So far in the current debate over immigration reform, the immigrant story you're most likely to hear is that of the Cuban American senator from Florida, Republican Marco Rubio. The marches are gone. And so is the multiplicity of voices and faces.
There's something disembodied and disconnected about the discussion now. Other than the president's quick hop to Nevada to give his post-second-inaugural immigration speech some local color, the discussion has been conducted almost exclusively inside the Beltway and behind closed doors. Quick, what are the terms of the "bipartisan framework"?
If reform does come this year, it'll be absent any pretense that it was accomplished for the people or by the people, except very indirectly. That's because we all know that reform is advancing not because of human needs but because of political needs: specifically, the Republicans' desperation to save their reputation with Latino voters.
If you're in favor of comprehensive reform — as I am — you couldn't care less how it happens, as long as it happens. But there's real danger that fixing immigration in an inside-the-Beltway manner may worsen an even bigger problem: the growing disconnect between the public and politics.
The way immigration is being debated is exactly why so many Americans are so cynical about the political process. Civic do-gooders are constantly telling us how important it is to engage in our public institutions, to make our voices heard. We Americans want to believe that, but then we see major national policy made with little public input, and we rightly suspect that the political class ultimately works for the greater glory of the political class.
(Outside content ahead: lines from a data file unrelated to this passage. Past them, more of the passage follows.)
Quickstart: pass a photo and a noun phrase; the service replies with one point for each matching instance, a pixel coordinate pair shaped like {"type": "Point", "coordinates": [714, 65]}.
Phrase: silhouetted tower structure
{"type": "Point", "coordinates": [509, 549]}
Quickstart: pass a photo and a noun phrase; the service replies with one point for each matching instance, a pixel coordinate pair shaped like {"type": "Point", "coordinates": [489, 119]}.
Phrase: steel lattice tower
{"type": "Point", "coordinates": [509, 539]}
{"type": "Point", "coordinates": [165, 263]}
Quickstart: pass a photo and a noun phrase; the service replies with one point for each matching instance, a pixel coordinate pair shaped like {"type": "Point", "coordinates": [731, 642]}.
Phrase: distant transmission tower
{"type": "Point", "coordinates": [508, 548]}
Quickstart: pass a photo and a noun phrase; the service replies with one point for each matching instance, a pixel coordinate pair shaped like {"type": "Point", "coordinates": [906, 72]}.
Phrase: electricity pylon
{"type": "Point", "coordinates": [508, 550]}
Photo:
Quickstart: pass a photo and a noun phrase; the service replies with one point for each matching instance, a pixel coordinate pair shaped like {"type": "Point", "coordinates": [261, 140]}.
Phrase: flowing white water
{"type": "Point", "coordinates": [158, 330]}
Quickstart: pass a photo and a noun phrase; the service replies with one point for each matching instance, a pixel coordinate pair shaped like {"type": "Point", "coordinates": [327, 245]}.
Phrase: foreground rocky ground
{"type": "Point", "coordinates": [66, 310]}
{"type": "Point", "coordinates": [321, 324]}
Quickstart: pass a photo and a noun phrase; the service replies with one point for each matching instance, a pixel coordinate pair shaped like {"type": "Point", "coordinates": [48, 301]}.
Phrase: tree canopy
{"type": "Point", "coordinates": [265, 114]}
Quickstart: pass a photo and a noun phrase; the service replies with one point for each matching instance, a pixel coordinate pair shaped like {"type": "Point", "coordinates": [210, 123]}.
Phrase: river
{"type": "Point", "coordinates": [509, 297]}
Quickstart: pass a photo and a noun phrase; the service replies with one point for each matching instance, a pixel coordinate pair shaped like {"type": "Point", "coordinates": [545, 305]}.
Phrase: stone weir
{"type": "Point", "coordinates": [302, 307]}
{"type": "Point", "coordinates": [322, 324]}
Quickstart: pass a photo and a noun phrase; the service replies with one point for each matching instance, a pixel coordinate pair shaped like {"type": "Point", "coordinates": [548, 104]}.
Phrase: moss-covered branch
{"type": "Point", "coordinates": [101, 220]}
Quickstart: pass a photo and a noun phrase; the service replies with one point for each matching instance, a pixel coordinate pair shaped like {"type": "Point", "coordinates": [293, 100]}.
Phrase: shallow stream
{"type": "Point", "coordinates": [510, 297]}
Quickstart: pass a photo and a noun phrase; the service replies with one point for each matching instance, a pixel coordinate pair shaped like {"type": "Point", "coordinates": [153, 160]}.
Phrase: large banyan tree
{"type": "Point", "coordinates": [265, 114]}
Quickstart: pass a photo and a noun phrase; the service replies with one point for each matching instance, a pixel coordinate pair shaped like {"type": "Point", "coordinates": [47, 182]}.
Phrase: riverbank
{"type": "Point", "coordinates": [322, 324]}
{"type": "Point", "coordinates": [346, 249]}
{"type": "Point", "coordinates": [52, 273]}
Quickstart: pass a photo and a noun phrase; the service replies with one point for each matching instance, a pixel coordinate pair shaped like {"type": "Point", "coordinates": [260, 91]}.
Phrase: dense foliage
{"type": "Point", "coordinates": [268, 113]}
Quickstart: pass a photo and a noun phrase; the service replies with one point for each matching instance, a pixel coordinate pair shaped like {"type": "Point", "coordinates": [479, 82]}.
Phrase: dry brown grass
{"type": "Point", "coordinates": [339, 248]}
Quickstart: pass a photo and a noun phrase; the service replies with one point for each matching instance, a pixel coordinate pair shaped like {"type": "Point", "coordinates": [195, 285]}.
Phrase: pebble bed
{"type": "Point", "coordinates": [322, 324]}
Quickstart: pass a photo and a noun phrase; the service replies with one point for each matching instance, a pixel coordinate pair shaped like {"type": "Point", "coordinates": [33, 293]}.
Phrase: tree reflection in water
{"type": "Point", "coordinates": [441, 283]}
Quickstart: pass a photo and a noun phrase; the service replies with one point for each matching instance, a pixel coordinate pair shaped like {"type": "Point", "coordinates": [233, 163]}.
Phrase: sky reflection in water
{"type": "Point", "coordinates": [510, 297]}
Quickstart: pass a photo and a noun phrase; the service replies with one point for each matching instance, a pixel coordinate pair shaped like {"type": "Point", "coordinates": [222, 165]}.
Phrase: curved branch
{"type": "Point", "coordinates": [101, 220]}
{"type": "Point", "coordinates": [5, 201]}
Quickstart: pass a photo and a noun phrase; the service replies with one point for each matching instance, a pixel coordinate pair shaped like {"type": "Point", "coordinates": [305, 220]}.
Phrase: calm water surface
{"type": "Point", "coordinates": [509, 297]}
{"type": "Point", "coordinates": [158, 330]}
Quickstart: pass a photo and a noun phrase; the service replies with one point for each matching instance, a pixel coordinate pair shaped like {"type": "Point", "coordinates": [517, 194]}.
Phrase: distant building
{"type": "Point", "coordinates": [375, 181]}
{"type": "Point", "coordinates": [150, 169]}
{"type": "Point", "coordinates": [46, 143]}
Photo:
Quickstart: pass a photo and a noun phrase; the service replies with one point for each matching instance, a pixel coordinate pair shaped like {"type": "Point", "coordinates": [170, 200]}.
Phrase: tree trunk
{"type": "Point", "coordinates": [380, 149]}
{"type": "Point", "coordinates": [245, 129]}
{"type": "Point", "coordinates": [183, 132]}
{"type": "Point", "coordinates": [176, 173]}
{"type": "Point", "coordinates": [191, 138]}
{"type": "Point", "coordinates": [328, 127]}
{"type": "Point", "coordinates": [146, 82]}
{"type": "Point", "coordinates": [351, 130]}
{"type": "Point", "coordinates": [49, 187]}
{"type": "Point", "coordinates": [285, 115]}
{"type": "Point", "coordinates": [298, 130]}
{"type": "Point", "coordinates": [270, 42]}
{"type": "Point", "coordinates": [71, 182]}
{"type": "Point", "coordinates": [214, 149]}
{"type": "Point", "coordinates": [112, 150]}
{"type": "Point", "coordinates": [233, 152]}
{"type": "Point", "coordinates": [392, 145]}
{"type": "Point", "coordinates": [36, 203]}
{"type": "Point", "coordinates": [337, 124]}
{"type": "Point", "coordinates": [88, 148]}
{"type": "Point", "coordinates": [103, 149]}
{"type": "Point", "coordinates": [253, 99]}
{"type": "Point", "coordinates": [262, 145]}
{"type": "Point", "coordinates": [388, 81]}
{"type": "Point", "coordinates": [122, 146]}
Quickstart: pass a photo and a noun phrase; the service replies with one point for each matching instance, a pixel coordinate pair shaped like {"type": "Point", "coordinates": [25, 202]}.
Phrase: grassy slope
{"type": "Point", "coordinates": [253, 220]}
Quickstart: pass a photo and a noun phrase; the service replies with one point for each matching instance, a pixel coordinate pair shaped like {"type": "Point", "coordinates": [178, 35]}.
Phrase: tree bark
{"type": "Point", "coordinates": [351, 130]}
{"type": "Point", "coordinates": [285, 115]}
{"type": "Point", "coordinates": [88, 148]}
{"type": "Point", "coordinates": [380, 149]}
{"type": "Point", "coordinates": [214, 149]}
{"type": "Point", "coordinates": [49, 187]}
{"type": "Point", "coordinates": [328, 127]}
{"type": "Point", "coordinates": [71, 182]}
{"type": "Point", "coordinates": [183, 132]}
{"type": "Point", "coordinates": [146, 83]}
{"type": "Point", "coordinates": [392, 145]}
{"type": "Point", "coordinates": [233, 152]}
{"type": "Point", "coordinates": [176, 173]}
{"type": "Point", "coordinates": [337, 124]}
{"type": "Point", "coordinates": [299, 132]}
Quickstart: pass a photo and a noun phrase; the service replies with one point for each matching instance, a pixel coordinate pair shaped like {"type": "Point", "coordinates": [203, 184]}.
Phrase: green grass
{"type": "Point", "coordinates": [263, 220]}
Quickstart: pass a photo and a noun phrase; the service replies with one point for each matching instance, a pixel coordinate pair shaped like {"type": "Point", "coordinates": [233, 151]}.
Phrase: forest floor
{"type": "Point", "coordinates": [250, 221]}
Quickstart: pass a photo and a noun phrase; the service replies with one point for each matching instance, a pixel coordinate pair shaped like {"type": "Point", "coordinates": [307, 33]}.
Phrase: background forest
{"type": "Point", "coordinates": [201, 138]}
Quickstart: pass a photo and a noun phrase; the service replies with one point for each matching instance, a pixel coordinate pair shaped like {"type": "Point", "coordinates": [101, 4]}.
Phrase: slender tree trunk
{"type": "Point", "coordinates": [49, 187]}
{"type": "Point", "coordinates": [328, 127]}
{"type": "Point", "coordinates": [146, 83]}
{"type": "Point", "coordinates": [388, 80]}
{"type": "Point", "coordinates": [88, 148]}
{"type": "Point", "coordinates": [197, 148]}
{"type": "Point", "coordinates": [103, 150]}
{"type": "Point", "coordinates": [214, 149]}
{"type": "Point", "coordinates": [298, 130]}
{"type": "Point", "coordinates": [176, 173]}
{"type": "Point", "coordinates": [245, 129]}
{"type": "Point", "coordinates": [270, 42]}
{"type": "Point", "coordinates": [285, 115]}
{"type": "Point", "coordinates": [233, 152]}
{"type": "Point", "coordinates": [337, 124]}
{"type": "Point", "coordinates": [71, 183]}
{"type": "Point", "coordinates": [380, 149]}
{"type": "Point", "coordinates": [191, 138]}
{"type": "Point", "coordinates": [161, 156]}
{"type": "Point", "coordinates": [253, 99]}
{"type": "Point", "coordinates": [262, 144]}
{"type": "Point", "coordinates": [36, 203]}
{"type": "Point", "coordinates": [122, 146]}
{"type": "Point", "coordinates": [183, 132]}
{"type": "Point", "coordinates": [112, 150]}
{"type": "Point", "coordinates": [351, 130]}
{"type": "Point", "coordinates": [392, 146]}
Does it even matter if we get involved?
It should. Yes, grass-roots public debates, let alone mass marches, are messy. The messaging isn't always clear or smooth. Real people don't have press secretaries or public relations consultants. Their arguing points arise from textured and nuanced real-life situations that don't lend themselves to the purist positions held by the ideological extremes, which drown out real discussion in our national dialogue. Finding lasting solutions to problems requires going into the weeds.
One reason our politics keep failing to produce nuanced solutions is that hot-button issues are raised to the level of abstraction. Take the specific applications to specific lives out of the conversation and polarization results, shades of gray disappear. Does it ever seem to you that the people who do engage in debates most fiercely on such issues as abortion or gay marriage are the very people who are least likely to be personally grappling with the issue?
One sure sign of the need for a reality check in the immigration debate is the number of politicians and policies claiming to serve the interests of a national "Latino community." That "community" — as a single entity — is a myth. All 50 million Latinos can't be reduced to a single-issue interest group.
Such reductionism allows Washington to hijack "Latinos" for its own purposes. It allows the media to entertain the absurd notion that throngs of mestizo Mexican-Americans from California will one day help carry a white Cuban U.S. senator from Florida to the White House, because they're all Latino. It enables the Republican Party to think that supporting immigration reform is enough of a solution to having become a de facto white race party.
The best check on such nonsense is the public, and especially those members of the public who would be affected by the policies under construction. The people need to be engaged not only to counter Washington myth-making but to make sure that whatever reform is produced serves actual human constituents, distinct human dilemmas. Dehumanized debates, after all, too often produce dehumanizing policies.